Babine Bob - From the Last Resort to the Silver Hilton Steelhead Lodge

Posted by Nick Amato on

 

 

Our beginning started with luck, and that combined with hard work and some financial hardships, including the near loss of our first endeavor, almost ended it all. Larry and Ellen Stanley, my partners, and I had graduated from Cottage Grove High School in Oregon. Larry and I were average students, but Ellen was much more intelligent. This still stood to be true, regardless of the fact that she came with us on our seemingly mad journey to pioneer a fishing lodge, somewhere in the wilds of British Columbia.

The idea of us owning a fishing lodge dated back to the 50s when Larry and I were juniors in high school. After reading about a lake in an article entitled "The River of Crimson Trout" in Field & Stream, authored by a writer who had been staying at Norlakes Lodge on Babine Lake, our course in life was decided. It almost sounded too good: all five species of Pacific salmon, plus steelhead, which we knew almost nothing about, and what was described as "the fines't rainbow fishing in North America", all in the Babine River. Was it truly that good? Up until then, we had considered making somewhere in Alaska our home base because Larry and I were beginning to think that the fishing in Oregon was starting to peter out and we wanted to go north.

It was back in our sophomore year when Larry and I originally planned to start a fishing lodge somewhere in Oregon. But, as it turned out, since Larry and I had both begun our grade ten year by joining the Navy Reserve, which required us to attend one meeting a week with a two-week training period once a year, our plans had to be put on hold.

Larry ended up quitting the Reserve to join the Navy after graduation, but I continued on with them for three more years. I finally decided it was time to disclose to the 'powers that be' in head office that I had suffered a severe skull fracture at the age of seven and had only skin and hair (no bone) covering a small area on my head. In grade school, my parents forced me to wear a stainless­ steel plate to protect my holey head supported by bands to keep it attached. Deep down I always knew the military would find out sooner or later. I was given an honorable discharge.

 

 

During those years I worked a variety of odd jobs: I logged, had a position at the fire department, did freight trucking, worked at sawmills, gas stations, and found myself in plenty of other dead-end, nondescript positions. You name it, I did it. One particular job lasted only a week. I was a volunteer fireman, living at the fire department, and had just gotten a job as a delivery man. The town had recently put in parking meters and the city hired a woman who was not well liked because she handed out tickets with no mercy whatsoever. One day I was parked in an alley with a big truck ready to deliver a package when she nailed me. I made the mistake of calling her an "old cow". She obviously phoned my employer because he called me on the carpet that same day and told me for the sake of public relations they couldn't afford to have confrontations with city employees. I got fired, but of course, I never was a smart alec!
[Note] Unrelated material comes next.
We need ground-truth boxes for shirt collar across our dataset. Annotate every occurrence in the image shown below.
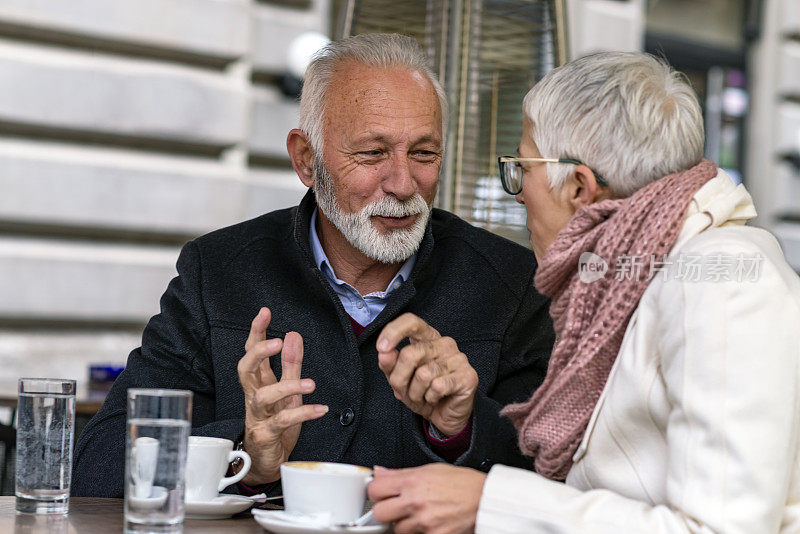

I was living in Cottage Grove, Oregon and had just moved to Eugene to sell cars. Car dealerships like to publish your picture in the newspapers to publicize the fact that you were now working for them, in hopes that some of your friends would come to the dealership. The caption under my picture read: Bob invites "both" his friends in Cottage Grove and Eugene to stop in for a cup. I can't tell you how many phone calls I got asking if they were one of my two friends.

 

 

A few years later, unbeknownst to me at the time, I actually had another foreshadowing of the direction of my future. I was dating a girl from Madras, Oregon who was a champion target shooter. Her name was Ginger Snapp (honestly), and she happened to be a real 'snapp shot'. Ginger had a hope chest with no room for any of the usual items as it was full of trophies. One day, out of the blue, she asked me, "Have you thought about British Columbia for your lodge?" That moment, though it passed by almost unnoticed, was the proverbial crossroad that would lead us from one triumph to the next-eventually landing us at the Silver Hilton Steelhead Lodge, some twenty-two years later. However, a lot of water flowed downstream before that time.

I had taken a sports equipment course at the Technical Institute in Klamath Falls, Oregon, thinking it would be advantageous for me, as it included fly tying, rod building, archery, reel repair and more. I opened a sporting goods store in Cottage Grove, Oregon, called The Fly and Rod Shop. Unfortunately, after two years of hard work and spending most of my profits calling my girlfriend long distance in California, I was forced to declare bankruptcy in the amount of $3000. The real reason for my closing the doors? A surplus store for outdoor gear opened in Eugene-only thirteen miles from Cottage Grove-and was retailing hunting and fishing gear for forty percent less than my normal selling price.

 

 

By this time, Larry, after volunteering for two years in the Navy, was back home apprenticing in the sheet metal trade. Now that my hole-in-the-wall sporting goods store had gone belly-up, it was finally our time. We met and decided to follow our dream to go north and thanks to Field & Stream Magazine and Ginger's suggestion, we ended up at Babine Lake in British Columbia.